WASHINGTON – South Carolina's recent success in attracting new manufacturers is due in part to government investments to prepare sites, build infrastructure and train the workforce, the state's chief recruiter told Congress Thursday.
"Our state is at the forefront of the manufacturing revival today," South Carolina Secretary of Commerce Bobby Hitt told members of a House Small Business subcommittee. "This sector continues to gain momentum."
Hitt said manufacturing accounts for 16.3 percent of the state's overall economy, well above the national level of 12 percent.
Thursday's hearing before the Subcommittee on Economic Growth, Tax and Capital Access, chaired by Rep. Tom Rice, R-Myrtle Beach, discussed two growing trends: American manufacturing companies returning some production back to the U.S., and foreign-owned companies setting up production here. Both counter the previous trend of off-shoring, which contributed to a decline in American manufacturing jobs from 19 million in 1979 to 12 million today, Rice said.
Witnesses cited concerns with an unpredictable federal regulatory environment, an unstable federal budget, a complex tax code and an education system that doesn't encourage manufacturing skills, but the hearing was generally upbeat about the country's re-emphasis on making products.
"The cited willingness of large companies to invest in new capital spending in the U.S. is improving, which is very positive for the manufacturing employment outlook," said Shirley Mills, a senior analyst with The Boston Company Asset Management.
Hitt, an appointee of Gov.

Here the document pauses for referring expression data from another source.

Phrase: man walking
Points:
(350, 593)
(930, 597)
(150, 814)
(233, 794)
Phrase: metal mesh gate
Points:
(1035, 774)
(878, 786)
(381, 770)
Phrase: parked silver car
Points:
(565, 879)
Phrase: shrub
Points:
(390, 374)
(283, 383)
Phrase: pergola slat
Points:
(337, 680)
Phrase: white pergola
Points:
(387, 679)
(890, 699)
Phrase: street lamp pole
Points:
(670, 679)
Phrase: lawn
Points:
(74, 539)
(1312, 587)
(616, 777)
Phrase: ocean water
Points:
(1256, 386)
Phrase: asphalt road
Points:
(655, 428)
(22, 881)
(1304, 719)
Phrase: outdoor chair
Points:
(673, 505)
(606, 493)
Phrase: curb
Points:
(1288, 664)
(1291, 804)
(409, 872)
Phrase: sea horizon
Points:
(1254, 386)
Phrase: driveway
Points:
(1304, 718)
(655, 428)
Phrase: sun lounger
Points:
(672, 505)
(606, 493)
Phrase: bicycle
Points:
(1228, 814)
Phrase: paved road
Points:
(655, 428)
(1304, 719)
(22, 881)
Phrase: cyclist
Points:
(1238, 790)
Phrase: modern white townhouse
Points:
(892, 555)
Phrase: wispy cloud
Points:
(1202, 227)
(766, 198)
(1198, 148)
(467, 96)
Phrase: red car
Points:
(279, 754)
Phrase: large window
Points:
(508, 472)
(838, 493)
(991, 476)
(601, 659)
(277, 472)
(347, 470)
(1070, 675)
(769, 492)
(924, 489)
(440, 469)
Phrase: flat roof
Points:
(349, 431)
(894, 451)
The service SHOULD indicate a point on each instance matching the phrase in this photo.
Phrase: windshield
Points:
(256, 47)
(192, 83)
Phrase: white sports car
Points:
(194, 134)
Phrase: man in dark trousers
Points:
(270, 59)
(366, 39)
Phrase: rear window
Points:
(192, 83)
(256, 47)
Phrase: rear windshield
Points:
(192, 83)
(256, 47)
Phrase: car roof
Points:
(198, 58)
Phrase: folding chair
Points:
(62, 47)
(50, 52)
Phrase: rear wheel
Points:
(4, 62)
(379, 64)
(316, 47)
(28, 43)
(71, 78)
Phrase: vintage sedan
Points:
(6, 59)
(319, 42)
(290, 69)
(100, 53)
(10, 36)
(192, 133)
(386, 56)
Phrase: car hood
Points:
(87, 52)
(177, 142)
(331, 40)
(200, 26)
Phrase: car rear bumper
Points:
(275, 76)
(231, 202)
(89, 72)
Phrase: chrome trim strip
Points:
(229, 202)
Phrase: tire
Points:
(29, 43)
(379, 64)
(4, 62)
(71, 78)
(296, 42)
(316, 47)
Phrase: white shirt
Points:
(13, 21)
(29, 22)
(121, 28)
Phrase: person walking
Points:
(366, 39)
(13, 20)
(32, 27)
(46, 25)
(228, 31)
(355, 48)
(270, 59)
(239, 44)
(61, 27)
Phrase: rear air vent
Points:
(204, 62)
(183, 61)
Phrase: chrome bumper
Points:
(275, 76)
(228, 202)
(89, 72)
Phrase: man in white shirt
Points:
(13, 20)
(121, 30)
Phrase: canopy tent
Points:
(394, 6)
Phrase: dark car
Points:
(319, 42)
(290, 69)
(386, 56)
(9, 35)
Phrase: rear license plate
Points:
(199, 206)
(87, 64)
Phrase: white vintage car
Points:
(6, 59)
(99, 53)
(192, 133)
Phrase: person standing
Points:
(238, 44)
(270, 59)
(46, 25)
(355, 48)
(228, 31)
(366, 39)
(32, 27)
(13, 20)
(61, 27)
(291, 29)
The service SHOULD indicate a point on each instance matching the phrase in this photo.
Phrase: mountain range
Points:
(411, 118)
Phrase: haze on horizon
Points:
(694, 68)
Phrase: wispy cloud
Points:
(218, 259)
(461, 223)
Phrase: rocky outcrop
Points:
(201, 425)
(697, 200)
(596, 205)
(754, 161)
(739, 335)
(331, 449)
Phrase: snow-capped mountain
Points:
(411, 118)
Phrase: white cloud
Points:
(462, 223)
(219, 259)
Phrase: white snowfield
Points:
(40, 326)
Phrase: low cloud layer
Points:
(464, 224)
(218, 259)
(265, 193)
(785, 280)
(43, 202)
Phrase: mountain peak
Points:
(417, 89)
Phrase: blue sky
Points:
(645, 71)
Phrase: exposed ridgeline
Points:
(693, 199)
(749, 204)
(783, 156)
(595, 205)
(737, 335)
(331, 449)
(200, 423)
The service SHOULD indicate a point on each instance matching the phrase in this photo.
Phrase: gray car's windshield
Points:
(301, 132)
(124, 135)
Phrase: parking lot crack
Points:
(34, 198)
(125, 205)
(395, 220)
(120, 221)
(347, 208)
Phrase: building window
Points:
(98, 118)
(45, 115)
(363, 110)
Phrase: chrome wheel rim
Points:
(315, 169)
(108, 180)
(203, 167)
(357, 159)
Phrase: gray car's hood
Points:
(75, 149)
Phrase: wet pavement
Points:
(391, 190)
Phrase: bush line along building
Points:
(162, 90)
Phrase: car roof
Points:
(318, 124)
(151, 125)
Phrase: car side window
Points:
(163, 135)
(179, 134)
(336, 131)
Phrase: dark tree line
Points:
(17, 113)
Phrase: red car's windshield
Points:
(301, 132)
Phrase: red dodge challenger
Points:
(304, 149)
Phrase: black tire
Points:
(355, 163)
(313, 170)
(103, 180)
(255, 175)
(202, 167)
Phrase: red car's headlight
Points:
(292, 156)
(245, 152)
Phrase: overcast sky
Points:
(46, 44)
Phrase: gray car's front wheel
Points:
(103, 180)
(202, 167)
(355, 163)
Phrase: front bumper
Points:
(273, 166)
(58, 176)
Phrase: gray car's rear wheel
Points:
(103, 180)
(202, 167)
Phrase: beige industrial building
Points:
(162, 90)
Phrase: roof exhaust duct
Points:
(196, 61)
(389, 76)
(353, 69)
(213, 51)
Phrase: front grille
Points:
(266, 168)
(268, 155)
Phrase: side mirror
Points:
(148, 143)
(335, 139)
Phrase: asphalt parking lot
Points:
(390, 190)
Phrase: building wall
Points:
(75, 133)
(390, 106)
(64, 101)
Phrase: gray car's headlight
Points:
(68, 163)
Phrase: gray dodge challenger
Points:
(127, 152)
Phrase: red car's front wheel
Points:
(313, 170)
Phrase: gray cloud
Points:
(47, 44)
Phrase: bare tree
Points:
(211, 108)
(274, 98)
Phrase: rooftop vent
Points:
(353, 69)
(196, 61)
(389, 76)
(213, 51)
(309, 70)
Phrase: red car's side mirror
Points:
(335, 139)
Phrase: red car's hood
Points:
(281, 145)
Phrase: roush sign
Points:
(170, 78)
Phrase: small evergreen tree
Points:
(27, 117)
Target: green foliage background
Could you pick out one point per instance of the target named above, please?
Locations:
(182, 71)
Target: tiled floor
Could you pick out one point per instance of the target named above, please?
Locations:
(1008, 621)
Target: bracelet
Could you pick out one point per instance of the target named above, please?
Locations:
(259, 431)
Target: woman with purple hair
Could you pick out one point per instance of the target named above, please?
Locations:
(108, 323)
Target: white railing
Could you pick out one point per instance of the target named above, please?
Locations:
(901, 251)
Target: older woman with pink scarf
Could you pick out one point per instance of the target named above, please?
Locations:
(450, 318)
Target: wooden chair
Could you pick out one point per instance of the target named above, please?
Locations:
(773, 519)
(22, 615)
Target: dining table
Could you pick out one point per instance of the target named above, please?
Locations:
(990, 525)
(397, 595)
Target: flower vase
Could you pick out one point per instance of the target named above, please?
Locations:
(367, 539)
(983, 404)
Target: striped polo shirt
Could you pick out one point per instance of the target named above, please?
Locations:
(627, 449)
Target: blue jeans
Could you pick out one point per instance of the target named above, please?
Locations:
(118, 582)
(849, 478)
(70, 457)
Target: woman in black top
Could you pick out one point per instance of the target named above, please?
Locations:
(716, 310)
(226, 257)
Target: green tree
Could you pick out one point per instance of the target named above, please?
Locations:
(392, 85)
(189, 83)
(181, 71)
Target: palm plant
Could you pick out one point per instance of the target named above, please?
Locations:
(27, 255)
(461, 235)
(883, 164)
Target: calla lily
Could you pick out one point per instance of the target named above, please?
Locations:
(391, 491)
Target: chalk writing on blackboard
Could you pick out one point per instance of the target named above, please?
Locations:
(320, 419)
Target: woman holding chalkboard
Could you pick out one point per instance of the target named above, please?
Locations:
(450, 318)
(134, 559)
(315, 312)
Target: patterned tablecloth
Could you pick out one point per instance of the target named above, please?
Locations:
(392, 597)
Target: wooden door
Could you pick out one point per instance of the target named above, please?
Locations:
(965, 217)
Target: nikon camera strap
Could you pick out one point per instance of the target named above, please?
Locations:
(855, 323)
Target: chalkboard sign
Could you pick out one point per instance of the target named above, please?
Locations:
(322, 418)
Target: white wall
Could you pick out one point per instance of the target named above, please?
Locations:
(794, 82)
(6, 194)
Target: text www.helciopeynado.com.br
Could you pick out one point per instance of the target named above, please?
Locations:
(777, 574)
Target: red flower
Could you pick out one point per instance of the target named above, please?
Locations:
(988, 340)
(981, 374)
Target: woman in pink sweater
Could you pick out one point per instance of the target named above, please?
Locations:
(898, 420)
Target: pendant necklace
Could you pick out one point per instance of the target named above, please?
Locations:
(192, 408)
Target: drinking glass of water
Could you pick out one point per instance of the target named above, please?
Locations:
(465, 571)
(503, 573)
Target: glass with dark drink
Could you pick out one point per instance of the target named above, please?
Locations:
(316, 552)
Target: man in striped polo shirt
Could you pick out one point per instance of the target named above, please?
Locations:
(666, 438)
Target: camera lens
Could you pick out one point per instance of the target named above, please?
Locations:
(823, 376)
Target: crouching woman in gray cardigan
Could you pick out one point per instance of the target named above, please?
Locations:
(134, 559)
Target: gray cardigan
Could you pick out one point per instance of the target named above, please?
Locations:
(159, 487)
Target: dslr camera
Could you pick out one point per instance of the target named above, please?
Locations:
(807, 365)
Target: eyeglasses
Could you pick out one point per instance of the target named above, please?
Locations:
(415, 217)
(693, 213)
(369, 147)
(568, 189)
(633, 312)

Nikki Haley, focused his testimony on companies, large and small, that chose to locate and create jobs in South Carolina, starting with BMW 22 years ago. As textile jobs disappeared, the automotive and aerospace sectors have moved in. More than 45,000 people in South Carolina work in the auto sector.
Last year, overseas manufacturers made $981 million in capital investments in South Carolina to create 1,200 jobs, Hitt said. Almost half of the state's new investments each year come from foreign-owned companies.
Hitt said the local, state and federal governments, as well as public-private partnerships, have a role in attracting new manufacturing businesses.
For example, South Carolina offers financial assistance to counties for site development, the federal Community Development Block Grant program and the state's Rural Infrastructure Authority help pay for site improvements in lesser developed areas, and the state provides company-specific training and apprenticeship programs to develop skilled workers.
The state is also in the process of spending $2 billion to build and improve state-owned transportation infrastructure like port and railway facilities, Hitt said.
"We are preparing to be better and faster for our manufacturers in the future," HItt said. "And the states that do the best job at that will win."
The Bureau of Economic Analysis at the U.S. Commerce Department recently said South Carolina had the fastest-growing manufacturing economy in the Southeast.
The other member of Congress at the hearing, Rep. Judy Chu, D-Calif., warned that Congress itself could hurt the recovering manufacturing environment.
"The federal policy shift from domestic investment to deficit reduction... could have severe implications," Chu said. "We need to ensure federal funding for research and development is not left on the cutting room floor."